August 22nd, 2007

 

Blurb: The risin  loonie has boosted Canadians’ living standards. But studies show that retailers have not passed all of the savings on to consumers.

 

Benefits from a strong loonie take time to trickle down

 

By Peter Diekmeyer • Bankrate.com

 

Canadian companies do not appear to be passing all of the savings that they are reaping from the stronger loonie to consumers. So says a key consumer lobby group, after comparing Canadian and US pricing on a variety of consumer goods. Businesses argue for patience, saying that those benefits do not always materialize immediately.

 

“The Canadian government recently asked retailers to reflect their increased purchasing power into their pricing structures, but that is not always happening,” says Michel Arnold, general manager of Quebec-based Option Consommateurs. “Consumers need to assert themselves more. In most cases, there is no reason that companies should be charging more to Canadians than to Americans for the same product.”

 

Option Consommateurs researchers looked at variety of random items selling at major retailers such as Toys “R” Us, Dell, Best Buy and Volvo. In all cases, price differences between the Canadian and US retail outlets were larger than the exchange rate alone might dictate.
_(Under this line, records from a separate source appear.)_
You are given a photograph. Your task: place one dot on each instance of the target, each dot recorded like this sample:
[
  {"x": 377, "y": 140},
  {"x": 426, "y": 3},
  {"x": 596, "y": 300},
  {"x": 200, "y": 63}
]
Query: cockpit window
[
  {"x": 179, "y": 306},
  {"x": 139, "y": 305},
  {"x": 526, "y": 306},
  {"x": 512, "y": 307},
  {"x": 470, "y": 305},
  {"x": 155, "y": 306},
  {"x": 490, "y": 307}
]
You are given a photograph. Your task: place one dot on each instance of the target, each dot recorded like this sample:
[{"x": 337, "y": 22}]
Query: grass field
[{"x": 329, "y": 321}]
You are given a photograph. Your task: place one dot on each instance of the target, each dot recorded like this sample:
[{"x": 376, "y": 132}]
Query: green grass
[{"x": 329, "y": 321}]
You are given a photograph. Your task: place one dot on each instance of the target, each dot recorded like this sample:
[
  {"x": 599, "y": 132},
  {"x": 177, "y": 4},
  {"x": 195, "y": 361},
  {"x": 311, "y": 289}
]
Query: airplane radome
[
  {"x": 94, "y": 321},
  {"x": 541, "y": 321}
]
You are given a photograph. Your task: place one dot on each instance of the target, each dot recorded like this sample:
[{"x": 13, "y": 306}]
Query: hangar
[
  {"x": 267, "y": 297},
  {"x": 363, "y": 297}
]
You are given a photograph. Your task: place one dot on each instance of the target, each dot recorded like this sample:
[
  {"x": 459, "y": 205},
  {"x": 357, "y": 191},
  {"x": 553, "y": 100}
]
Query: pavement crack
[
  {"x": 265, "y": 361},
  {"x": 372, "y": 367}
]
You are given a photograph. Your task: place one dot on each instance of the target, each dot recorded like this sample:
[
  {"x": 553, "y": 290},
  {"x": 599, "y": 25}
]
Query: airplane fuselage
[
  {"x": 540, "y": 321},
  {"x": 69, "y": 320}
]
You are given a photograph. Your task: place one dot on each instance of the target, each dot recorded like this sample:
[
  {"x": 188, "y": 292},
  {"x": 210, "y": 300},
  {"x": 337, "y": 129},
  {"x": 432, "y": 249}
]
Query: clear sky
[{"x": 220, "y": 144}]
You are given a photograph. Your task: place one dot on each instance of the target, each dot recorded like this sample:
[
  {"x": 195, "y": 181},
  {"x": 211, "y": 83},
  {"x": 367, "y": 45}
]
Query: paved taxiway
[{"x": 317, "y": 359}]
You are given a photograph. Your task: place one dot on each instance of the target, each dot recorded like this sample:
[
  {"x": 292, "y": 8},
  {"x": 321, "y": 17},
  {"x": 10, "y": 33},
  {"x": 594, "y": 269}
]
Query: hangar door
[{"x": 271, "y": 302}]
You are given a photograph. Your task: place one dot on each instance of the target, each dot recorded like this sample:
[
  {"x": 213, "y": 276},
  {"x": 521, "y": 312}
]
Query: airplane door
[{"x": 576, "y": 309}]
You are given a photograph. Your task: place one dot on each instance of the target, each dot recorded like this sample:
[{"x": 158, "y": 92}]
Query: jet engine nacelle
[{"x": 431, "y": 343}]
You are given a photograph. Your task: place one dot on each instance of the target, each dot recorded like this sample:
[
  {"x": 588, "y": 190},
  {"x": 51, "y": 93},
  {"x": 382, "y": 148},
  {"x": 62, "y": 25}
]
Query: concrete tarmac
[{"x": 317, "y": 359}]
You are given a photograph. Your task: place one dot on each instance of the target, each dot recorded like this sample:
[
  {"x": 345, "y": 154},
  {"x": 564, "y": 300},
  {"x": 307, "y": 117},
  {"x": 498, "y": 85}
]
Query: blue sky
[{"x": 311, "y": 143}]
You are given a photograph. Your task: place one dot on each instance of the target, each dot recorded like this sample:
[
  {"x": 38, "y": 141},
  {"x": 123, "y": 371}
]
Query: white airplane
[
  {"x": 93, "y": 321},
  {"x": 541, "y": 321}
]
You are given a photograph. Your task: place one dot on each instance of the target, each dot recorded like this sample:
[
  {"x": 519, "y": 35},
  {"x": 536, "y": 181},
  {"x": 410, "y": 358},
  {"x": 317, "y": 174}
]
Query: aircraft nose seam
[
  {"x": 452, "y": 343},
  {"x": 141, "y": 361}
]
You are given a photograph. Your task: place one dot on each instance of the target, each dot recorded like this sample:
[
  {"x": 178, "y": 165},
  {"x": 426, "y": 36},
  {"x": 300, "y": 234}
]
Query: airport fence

The results are in line with research results released by BMO Capital Markets earlier this summer, which showed that Canadian consumers pay on average 8% more for the same goods than US consumers do.

 

Flow through challenges

Hold on a second, says one retail spokesperson. “It is in our interest to make sure that our customers get the best pricing possible,” says, Neil Murphy, a communications official with book retailer Indigo Canada. “Many people do not realize that in the book industry it is the publisher, not the retailer that sets the prices. And since in many cases prices are printed right on the books, the best chance many publishers get to make an adjustment is during the next print run.”

 

Murphy has a point. True, some sectors of the Canadian economy seemingly operate in a country club atmosphere in which there are just a few players and no one goes after each other too hard. However the retail sector is fairly cut throat with everyone looking hard for even the most miniscule advantage they can get over their competition. If they don’t, the Internet and (in some cases), cross-border shopping, have given consumers alternatives.

 

Businesses are typically in a no-win situation when it comes to there types of arguments. When they do move fast to pass on price discounts, no one notices. But when they slip up, there’s hell to pay. For example research done by the European Commission showed no significant change European inflation after the introduction of the euro, despite the fact that opinion polls showed that the public overwhelmingly believed that prices had risen.

 

European economists theorize that the one of the reasons that what they called the “perception gap,” existed, is that the instances in which prices did rise were often publicized well out of proportion to their financial impact.

 

Consumer products and the strong dollar

In the case of Canada, our loonie has shot up from US $0.64 to the US $0.95 range during the past five years, which works out to close a 50 percent increase. That massive surge has brought untold benefits to Canadian consumers in a vast variety of areas ranging from imported cars to overseas travel. And that surge isn’t just limited to US products.

 

Many of the world’s currencies, such as the Chinese Yuan, are closely tied to the greenback, which means that the Canadian dollar has gained ground against them too. Furthermore, businesses are under far more pressure to pass on savings to consumers than they were following previous currency swings. The advent of the Internet, has made it possible for any ten-year old kid, to compare cross border widget prices online. And if there is a discrepancy, you’ll likely only hear about it if it is in the online retailers’ favor.

 

Cross-border shopping on the upswing

That said, in business perception is everything. And according to one expert, there are clear indications that consumers believe that they are being taken advantage of. “Starting last year, the number of Canadian shoppers at our mall shot up by between 35 and 50 percent, depending on the month,” says Joan Lapierre, marketing director at the Champlain Center, in Plattsburgh New York. “They come mostly for the savings, but once they are here they see that we also have many stores that don’t operate in Canada.”

 

According to Lapierre, shoes and jewelry are two items that offer the most visible savings, strong enough to entice many travelers to endure two hour lineups at the border during peak periods.

 

Though such savings may be enticing, they are clearly not enough, in most cases, to make up for the gas and travel time spent in getting into the United States and navigating the border lineups. Many of those travelers are clearly going into Plattsburgh to make a point. And if more Canadian retailers don’t get their act together soon, Champlain Mall may be soon seeing a lot more of them.

 

Peter Diekmeyer (www.peterdiekmeyer.com) is a freelance business and economics writer.